In regard to the motions not being resolved by the committee for inclusion on the agenda, Motions 1, 2 and 4 were included and voted on, but failed, at the annual general meeting held on 3 March. These are therefore matters that are known to owners and are being put again for reconsideration. One concerns the sinking fund budget, which the body corporate must decide upon, and therefore it needs to consider a motion such as Motion 1. Motion 3 is a matter that can be dealt with by the committee and it has been decided that this motion will be withdrawn. In regard to Motion 5, Rushton admitted that although the committee had discussed the matter of termites in the north boundary fence at its meeting on 21 March, it had not resolved to put the motion to a general meeting. Accordingly, this motion has not been properly submitted therefore it will be a matter for the meeting to decide whether it wishes to proceed and deal with the matter. With both Croft and Rushton present at the meeting, and everyone else having voted by voting paper, all owners have the opportunity to consider the matter sooner rather than later and it may be of worth to retain the motion.

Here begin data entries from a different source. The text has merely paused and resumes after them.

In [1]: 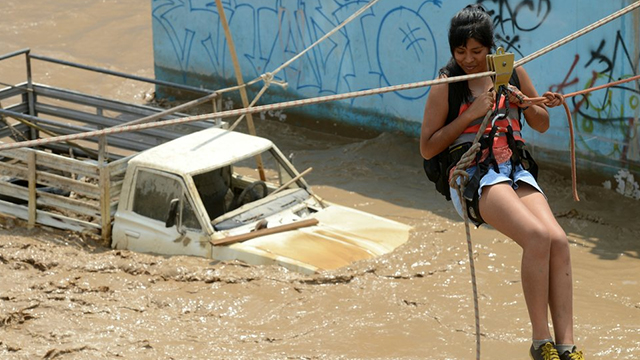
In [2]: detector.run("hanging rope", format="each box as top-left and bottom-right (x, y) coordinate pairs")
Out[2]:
(448, 108), (494, 360)
(511, 73), (640, 201)
(0, 71), (496, 151)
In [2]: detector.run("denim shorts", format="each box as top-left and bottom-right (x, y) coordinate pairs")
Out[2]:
(450, 161), (545, 224)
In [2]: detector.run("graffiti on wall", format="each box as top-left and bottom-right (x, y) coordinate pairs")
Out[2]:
(477, 0), (551, 57)
(479, 0), (639, 195)
(548, 31), (639, 164)
(152, 0), (442, 104)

In regard to the third ground, based on the applicant’s advice from two owners they had not received blank proxy papers as required, the fact that all owners submitted voting papers again signifies that no owner was disadvantaged in their voting. Whether they were or were not missing is of no relevance.

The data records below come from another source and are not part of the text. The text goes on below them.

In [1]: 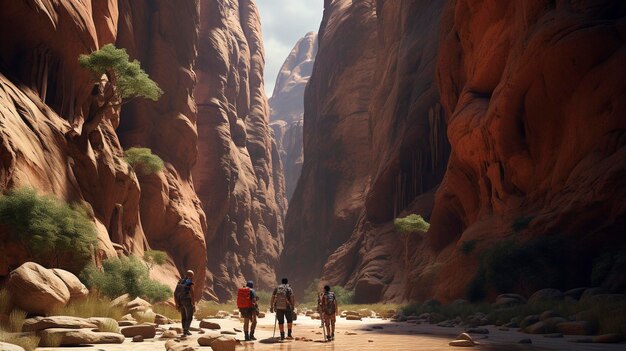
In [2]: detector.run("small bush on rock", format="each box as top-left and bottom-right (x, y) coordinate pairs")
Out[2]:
(124, 148), (164, 175)
(81, 255), (172, 302)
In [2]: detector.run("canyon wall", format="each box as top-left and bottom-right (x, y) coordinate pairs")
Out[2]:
(269, 32), (317, 200)
(193, 0), (287, 300)
(283, 0), (625, 302)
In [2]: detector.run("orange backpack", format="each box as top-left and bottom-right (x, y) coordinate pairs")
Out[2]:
(237, 287), (252, 308)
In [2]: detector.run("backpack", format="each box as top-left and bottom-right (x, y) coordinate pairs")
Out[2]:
(274, 284), (291, 310)
(174, 278), (191, 304)
(237, 287), (253, 308)
(322, 291), (336, 315)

In summary, for the above reasons it is my decision that there has been no disadvantage to owners in the manner of the calling of the meeting and I therefore dismiss this order sought by the applicant. The meeting therefore should proceed.

Order 2 – Professional Management of Body Corporate. The legislation provides for bodies corporate to engage a Body Corporate Manager to carry out its secretarial and treasury functions. I note that there is a motion (Motion 13) on the agenda for just such an engagement. Owners will therefore decide for themselves whether or not they want to be self-managed or employ a Body Corporate Manager.

Order 3 – Following Correct Procedures and Cease Harassment. In the teleconference I also pointed out that there is no sense or benefit to an order which merely restates the law as to the duties of a secretary and treasurer. The applicant had included in her grounds a number of complaints concerning specific matters but did not seek them as orders or give supporting evidence for them. The applicant should consider whether any of the matters are of such a serious nature as should be made subject of an application, but should first attempt to resolve the matters within the body corporate. This office will resist becoming a vehicle for owners acting out their ill-feeling towards each other by lodging tit-for-tat applications.

The second limb to this last order sought by Croft seeks to have Rushton and Merton stop “harassing myself and other absent owners.” Apart from some general statements submitted with the grounds, there is no evidence in support of this allegation. In any case, problems of a social nature such as harassment are better resolved between the parties themselves; a formal order has little meaning or effect in such matters. I would suggest that the applicant seek the assistance of mediators in the Dispute Resolution Centre, attached to the Attorney-General’s Department, or a private mediator if they so wish. Mediation is not meant to change disputants into friends, but often some incorrect opinions are dispelled by the truth of a situation, and the parties can determine how to separate their personal feelings from the communal decisions which must be made when residing together in a community titles scheme.


For the foregoing reasons, I have ordered that all three matters are dismissed.

In the circumstances it is not intended to invite further submissions regarding this matter or to make a further order, since this decision, though an interim one as sought by the applicant, is final in its determination of this matter. If the applicant considers that an appeal of this decision is warranted then she should appeal the interim order.